Earlier this year I gave a talk to some college students, which has some more
practice info about starting a small internet company:

[https://broadcast.listennotes.com/good-enough-engineering-
to...](https://broadcast.listennotes.com/good-enough-engineering-to-start-an-
internet-company-f26be5b01025)

------
danmaz74
At this point, I would add Docker (without Kubernetes) to the "boring"
technologies that simplify your life. Having managed my own "server farm" of
20 machines on hetzner, with a very small startup, I found that abstracting
away the underlying OS removed a lot of friction.

------
rjurney
I've found the tradeoff is in favor of using ECS, Kubernetes or something
similar.

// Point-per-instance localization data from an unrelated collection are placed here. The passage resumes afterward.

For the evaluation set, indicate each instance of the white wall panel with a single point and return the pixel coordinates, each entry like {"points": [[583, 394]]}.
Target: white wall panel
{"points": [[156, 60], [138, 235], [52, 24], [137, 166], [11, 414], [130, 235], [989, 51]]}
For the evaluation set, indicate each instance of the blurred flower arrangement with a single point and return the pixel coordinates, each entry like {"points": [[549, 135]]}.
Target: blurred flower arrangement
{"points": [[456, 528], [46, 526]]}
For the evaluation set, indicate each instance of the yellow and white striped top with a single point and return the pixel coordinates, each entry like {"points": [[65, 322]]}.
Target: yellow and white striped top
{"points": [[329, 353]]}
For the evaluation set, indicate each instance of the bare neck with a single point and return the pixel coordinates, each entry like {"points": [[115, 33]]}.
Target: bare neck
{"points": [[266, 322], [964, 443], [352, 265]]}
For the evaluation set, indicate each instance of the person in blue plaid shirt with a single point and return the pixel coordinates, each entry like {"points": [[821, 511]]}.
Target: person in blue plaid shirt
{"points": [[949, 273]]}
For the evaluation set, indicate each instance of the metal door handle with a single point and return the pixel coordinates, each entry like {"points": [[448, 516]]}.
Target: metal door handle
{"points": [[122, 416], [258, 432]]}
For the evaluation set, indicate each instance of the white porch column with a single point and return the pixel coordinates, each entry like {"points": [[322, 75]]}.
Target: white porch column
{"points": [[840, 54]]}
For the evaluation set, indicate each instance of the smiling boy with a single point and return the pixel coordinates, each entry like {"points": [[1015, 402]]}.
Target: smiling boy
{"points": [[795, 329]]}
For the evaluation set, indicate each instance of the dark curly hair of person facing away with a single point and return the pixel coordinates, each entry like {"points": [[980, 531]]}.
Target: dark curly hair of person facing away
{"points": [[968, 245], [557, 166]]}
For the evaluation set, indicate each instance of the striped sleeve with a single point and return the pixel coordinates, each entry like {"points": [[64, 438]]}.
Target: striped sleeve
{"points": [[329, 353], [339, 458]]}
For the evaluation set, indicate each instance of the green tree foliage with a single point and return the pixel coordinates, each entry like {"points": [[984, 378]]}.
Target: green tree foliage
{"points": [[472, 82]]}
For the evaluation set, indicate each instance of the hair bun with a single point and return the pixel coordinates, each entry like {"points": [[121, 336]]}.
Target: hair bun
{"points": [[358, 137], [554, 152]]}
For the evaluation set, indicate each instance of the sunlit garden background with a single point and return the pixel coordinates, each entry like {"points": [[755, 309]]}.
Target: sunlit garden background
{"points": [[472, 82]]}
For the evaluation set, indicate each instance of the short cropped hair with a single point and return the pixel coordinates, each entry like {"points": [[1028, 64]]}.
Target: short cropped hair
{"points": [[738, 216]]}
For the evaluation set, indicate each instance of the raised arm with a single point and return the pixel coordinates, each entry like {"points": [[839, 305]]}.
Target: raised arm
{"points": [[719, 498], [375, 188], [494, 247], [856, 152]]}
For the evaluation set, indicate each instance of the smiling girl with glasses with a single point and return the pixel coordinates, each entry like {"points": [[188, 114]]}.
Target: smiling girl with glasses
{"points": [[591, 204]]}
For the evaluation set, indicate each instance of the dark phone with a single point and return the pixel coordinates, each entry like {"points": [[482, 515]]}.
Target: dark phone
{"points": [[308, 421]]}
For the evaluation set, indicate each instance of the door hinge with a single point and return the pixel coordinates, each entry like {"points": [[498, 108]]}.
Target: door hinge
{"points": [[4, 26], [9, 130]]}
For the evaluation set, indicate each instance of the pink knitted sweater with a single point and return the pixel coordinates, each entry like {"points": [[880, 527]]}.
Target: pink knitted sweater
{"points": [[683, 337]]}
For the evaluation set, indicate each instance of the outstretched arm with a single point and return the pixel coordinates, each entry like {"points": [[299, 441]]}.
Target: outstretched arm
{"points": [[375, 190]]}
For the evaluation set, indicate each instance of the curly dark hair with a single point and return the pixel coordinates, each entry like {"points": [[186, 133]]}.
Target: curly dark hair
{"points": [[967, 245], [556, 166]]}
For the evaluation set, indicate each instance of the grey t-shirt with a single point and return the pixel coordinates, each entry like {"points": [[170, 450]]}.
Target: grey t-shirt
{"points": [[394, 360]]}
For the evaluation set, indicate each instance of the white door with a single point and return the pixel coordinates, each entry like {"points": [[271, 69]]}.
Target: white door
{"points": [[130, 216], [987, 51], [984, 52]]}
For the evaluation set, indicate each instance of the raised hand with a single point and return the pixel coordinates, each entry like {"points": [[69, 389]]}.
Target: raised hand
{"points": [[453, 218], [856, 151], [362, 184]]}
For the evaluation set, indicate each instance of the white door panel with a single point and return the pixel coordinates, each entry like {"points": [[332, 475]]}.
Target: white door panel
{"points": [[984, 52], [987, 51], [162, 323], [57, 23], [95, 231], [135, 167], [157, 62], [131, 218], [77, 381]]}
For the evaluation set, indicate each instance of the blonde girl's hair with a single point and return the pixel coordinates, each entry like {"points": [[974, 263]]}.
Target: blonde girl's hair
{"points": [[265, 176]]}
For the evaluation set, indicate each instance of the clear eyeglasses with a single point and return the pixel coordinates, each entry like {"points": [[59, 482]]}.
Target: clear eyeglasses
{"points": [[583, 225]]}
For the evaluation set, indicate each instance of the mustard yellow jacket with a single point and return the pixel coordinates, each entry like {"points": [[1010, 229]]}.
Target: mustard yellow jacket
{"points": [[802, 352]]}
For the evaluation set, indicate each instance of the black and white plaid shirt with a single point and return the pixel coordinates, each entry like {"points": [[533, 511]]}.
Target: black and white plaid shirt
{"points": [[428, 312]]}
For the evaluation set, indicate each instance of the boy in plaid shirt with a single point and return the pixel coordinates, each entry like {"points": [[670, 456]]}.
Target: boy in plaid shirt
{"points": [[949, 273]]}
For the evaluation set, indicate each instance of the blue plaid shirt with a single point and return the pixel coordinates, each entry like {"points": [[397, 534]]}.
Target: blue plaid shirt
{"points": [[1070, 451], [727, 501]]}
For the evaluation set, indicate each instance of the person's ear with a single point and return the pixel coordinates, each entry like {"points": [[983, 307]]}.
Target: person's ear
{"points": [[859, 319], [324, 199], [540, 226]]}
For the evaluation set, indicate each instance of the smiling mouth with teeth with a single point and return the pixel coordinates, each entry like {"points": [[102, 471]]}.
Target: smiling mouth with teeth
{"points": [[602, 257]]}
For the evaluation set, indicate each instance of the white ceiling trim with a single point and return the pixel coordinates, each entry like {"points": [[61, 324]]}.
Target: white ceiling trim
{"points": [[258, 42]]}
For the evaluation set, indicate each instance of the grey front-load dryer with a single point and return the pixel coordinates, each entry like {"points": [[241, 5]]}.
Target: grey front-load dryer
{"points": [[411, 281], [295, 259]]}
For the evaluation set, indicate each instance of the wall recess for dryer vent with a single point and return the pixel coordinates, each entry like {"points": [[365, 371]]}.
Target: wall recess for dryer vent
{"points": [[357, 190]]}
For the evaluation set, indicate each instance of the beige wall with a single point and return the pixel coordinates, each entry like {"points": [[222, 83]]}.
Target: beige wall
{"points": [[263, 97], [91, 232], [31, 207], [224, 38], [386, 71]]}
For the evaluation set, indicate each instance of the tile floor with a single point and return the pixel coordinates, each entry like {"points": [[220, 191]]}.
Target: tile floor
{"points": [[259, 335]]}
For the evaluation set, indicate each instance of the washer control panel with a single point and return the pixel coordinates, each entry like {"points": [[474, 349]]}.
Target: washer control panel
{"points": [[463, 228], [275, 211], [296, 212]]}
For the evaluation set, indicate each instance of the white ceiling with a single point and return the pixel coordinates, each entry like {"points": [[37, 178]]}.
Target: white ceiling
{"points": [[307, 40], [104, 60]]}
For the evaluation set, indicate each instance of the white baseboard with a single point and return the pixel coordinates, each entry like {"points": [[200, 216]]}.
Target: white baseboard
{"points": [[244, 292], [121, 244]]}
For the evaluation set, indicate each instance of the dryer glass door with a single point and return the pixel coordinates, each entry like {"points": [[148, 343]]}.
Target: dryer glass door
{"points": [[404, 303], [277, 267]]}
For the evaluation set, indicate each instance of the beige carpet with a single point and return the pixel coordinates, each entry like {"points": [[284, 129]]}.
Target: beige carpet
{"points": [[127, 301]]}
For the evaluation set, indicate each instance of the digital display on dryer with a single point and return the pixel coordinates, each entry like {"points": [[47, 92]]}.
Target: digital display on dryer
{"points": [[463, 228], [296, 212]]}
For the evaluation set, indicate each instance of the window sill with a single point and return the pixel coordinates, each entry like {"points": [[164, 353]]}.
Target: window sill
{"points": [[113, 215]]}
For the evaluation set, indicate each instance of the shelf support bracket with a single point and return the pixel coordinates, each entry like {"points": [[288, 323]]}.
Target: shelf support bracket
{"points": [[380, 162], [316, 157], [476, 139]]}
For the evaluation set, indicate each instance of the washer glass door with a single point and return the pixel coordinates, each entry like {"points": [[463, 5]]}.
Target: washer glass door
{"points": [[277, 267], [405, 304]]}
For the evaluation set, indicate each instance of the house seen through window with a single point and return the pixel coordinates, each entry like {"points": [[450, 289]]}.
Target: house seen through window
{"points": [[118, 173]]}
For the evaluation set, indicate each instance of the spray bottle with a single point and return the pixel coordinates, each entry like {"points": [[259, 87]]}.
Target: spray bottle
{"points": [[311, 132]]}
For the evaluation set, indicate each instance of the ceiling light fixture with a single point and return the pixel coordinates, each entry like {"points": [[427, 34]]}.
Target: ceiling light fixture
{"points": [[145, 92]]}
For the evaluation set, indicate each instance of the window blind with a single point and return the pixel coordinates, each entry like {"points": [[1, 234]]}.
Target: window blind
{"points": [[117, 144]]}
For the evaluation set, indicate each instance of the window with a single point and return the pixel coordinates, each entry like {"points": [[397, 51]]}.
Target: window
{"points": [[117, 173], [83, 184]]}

The docs aren't too bad now. It is great to be able to build/deploy a
docker image and not worry about how it gets out there, and what might go
wrong with that system.

------
csdreamer7
> Basically, I have a wrapper script deploy.sh that is run on macOS:

I do the same thing on Linux.

build.sh, deploy.sh.

But, I also use a run.sh which runs tasks that I may not remember to run if I
come back to software after a while on a certain machine.

Like 'git pull' or 'bundle install'. Then ./dev-setup.sh or whatever for
starting up tasks.

I use multiple machines and having these two simple commands saves me so much
frustration.

You sit down to began work. You just run ./run.sh and it will setup a dev
instance for you. No sudden alerts that your gem is out of date... or worse...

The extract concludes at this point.